Non, je ne pense pas. Il s'impose clairement. C'est vrai que Marine Le Pen est proche, mais je faisais partie de ceux qui pensaient qu'elle serait plus proche que cela, et même qu'elle serait devant Macron. Ce dernier a réussi grâce au phénomène du vote utile: on voit clairement que les Français ont voté au premier tour comme ils l'auraient fait au second. On dit toujours qu'au premier tour, on choisit et qu'au deuxième, on élimine. Ici, les citoyens ont effectué un premier tour en éliminant. Il y a beaucoup d'électeurs écologistes qui ont voté directement Mélenchon, et des électeurs LR qui ont donné leur voix directement à Macron, car il y avait le danger Le Pen.
Les deux candidats se retrouvent face-à-face comme en 2017. En quoi leur duel est différent cette fois?
Marine Le Pen est beaucoup plus forte et elle a des réserves de voix. En 2017, elle n'avait aucune chance, là il y a un trou de souris, par lequel elle pourrait passer. Je n'y crois pas mais c'est une hypothèse que l'on ne peut pas exclure. Elle a une petite chance.
À quoi peut-on d'ailleurs s'attendre pour les deux semaines à venir et pour le débat du 20 avril?

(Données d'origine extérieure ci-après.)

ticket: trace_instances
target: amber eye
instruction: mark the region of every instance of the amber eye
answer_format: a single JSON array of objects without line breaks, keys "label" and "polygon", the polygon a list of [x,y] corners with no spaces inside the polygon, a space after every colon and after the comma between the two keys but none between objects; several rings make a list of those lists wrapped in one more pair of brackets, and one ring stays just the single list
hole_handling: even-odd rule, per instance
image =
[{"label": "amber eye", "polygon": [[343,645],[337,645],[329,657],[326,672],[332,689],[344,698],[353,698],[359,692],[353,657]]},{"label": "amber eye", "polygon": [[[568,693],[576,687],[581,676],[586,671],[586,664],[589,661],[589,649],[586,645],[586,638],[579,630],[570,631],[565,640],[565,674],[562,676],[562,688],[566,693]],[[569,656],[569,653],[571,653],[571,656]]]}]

Quoi qu'il en soit, Emmanuel Macron a intérêt à mouiller sa chemise maintenant. Il n'a pas du tout fait campagne jusqu'ici, c'est pourquoi je suis surpris par son score. Il ne peut pas se permettre de continuer à faire une campagne en touriste, les Français l'attendent maintenant. Parce que là, il semble pécher par arrogance. À côté de ça, je pense qu'on peut s'attendre à un débat télévisé assez classique, car les deux candidats ont beaucoup à perdre, ou à gagner. On n'aura pas le phénomène de la non-préparation de Marine Le Pen, qui était arrivée la bouche en cœur face à son adversaire en 2017. Quand on regarde les chiffres, Macron devrait l'emporter facilement, mais on ne peut pas exclure que Marine Le Pen gagne le débat, et cela changerait la donne. Macron est largement favori, mais s'il ne se débrouille pas bien, tout peut se renverser. Je n'y crois pas, mais c'est une hypothèse à envisager. En 2017, elle a perdu à plate couture, mais aujourd'hui, je ne la vois pas perdre de la même façon.
Une autre échéance importante attend la classe politique française après le second tour: les législatives du mois de juin. Que peut-on présager pour ce scrutin ?
Il est possible que les Français jouent un mauvais tour à Macron. Souvenez-vous de 1988, quand François Mitterrand avait gagné la présidentielle mais qu'à sa grande surprise, les socialistes avaient perdu la majorité aux législatives. Cette fois-ci, il y a un petit risque, que Macron va essayer de conjurer, de ne pas avoir de majorité. Le problème de Macron aux législatives est que La République en Marche n'est pas un vrai parti: il n'y a pas vraiment de leaders, il n'y a pas de débat, et LREM ne paraît pas appelé à un grand avenir. Si LREM ne gagne pas les législatives, ça m'étonnerait que ce non-parti reste longtemps dans le paysage politique.
Quel avenir attend les partis traditionnels, selon vous?
Je ne fais pas partie de ceux qui pensent que c'est fini pour eux. Le PS et Les Républicains sont entrés dans une phase où ils vont se battre pour leur survie et peut-être l'assurer. Ces deux partis ont été très abîmés par Macron, et par le phénomène du vote utile. Mais l'idée d'avoir un pouvoir comme celui du président actuel, de centre-gauche - centre-droit, qui n'aurait d'autres alternatives que l'extrême gauche, ça ne durera pas. A un moment donné, les gens vont vouloir d'autres possibilités. Et ce sera le retour de la France du Parti socialiste ou des Républicains. Dans les deux cas, je pense que ces partis-là ne sont pas perdus. Vous savez, les espèces en voie de disparition ne sont pas toujours condamnées à disparaître. Il y a un risque énorme pour LR et le PS, mais on a déjà vu des partis en bien plus mauvaises formes ressusciter. Et il ne faut pas oublier qu'ils ont un énorme réseau. On peut dire que ce sont des partis qui redeviennent locaux, car ils ont été laminés au niveau national. Mais du local au national, il n'y a qu'un pas.